Надо позвонить Маше. Не напороться бы только на ее сынка. Утром-то он наверняка в школе. А вдруг она не сможет сегодня вечером? Нет. Вчера она работала в вечернюю смену. Значит, сегодня – в утреннюю. Сможет, убежденно решил я.
Мы с Ленькой вышли на улицу. Он сел в такси, а я спустился в метро и поехал в поликлинику. Закрывать больничный. Хотя, при должном умении, его можно было и продлить.
Перед кабинетом врача Щербино было полным-полно пенсионеров. Значит, мне предстояло провести несколько часов, меряя шагами линолеумные просторы поликлиники. Для начала я присел на красную дерматиновую банкетку рядом с толстой старухой в платке. Она пришла с внучкой. Девочка скучала, потому что бабушка оживленно разговаривала с соседкой – тоже старушкой, но в очках и потертой зимней шляпке.
– И-их, скоро все там будем! – голосил платок.
– И не говорите, такие очереди, что, того и гляди, прямо здесь прихватит, – вторила ему шляпка.
– Вы сами-то с чем к Вере Павловне?
– Ноги у меня. Совсем что-то не ходят.
– Вот-вот, – подхватил платок, – вечером так распухают, что с места не сдвинешься. Думаешь, прямо сейчас и помрешь… И давление скачет, не приведи господи…
Девочка немного попрыгала, а потом со скуки предложила:
– Бабушка, давай играть в больницу.
Обладательница платка строго посмотрела на внучку и сказала:
– Хорошо, только я буду в реанимации.
После чего возобновила разговор со шляпой.
– Что-то я вас здесь не видела?

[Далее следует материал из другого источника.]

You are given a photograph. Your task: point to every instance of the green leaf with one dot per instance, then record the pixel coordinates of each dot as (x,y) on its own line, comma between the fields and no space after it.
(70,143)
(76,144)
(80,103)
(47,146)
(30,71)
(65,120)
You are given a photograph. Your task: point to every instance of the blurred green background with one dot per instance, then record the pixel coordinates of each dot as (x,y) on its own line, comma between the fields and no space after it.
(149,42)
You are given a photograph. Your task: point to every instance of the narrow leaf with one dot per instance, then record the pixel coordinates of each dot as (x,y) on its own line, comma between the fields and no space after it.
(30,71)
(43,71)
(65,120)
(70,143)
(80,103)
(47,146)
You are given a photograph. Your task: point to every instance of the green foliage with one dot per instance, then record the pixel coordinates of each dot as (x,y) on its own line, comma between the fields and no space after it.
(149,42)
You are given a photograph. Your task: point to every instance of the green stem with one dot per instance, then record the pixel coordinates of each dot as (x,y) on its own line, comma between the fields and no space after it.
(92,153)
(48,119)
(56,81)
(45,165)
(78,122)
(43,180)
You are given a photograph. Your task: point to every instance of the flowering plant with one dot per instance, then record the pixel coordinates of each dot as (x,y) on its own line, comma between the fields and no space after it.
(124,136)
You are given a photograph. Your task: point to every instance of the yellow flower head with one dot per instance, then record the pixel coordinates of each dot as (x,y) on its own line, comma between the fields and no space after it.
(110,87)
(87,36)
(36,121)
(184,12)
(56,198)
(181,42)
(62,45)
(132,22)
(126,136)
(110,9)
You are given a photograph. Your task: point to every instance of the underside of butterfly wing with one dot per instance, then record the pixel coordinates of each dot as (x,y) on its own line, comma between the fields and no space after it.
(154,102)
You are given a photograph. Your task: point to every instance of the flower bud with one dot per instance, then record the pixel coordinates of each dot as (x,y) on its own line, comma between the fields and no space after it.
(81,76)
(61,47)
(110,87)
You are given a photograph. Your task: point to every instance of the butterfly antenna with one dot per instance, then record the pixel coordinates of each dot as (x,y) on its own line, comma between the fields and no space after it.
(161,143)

Недавно болеете?
– Какое там, – шляпа возмущенно блеснула очками. – Я обычно к Зацепиной хожу, а не к Щербине. Но Зацепина заболела, так что…
– Голова гудит, прям хоть ложись и помирай, – не слушал ее платок. – И ведь помру.
Вот что ждет меня лет через двадцать-тридцать, меланхолично подумал я. Бесконечные разговоры о болезнях, лекарствах и смерти. Нет, надо срочно жениться. Иначе даже внуков рядом со мной не будет.
Я глянул на изнывающую от скуки девочку. Она вяло слушала разговор шляпы и платка. Игра «в реанимацию» ее, по-видимому, не слишком заинтересовала.
Наконец девочка не выдержала минорного настроения, царившего у терапевтического кабинета, и решила в меру своих возможностей поддержать философскую беседу:
– Бабушка, – вставила она после очередной реплики о грядущей смерти, – а чего ты так волнуешься?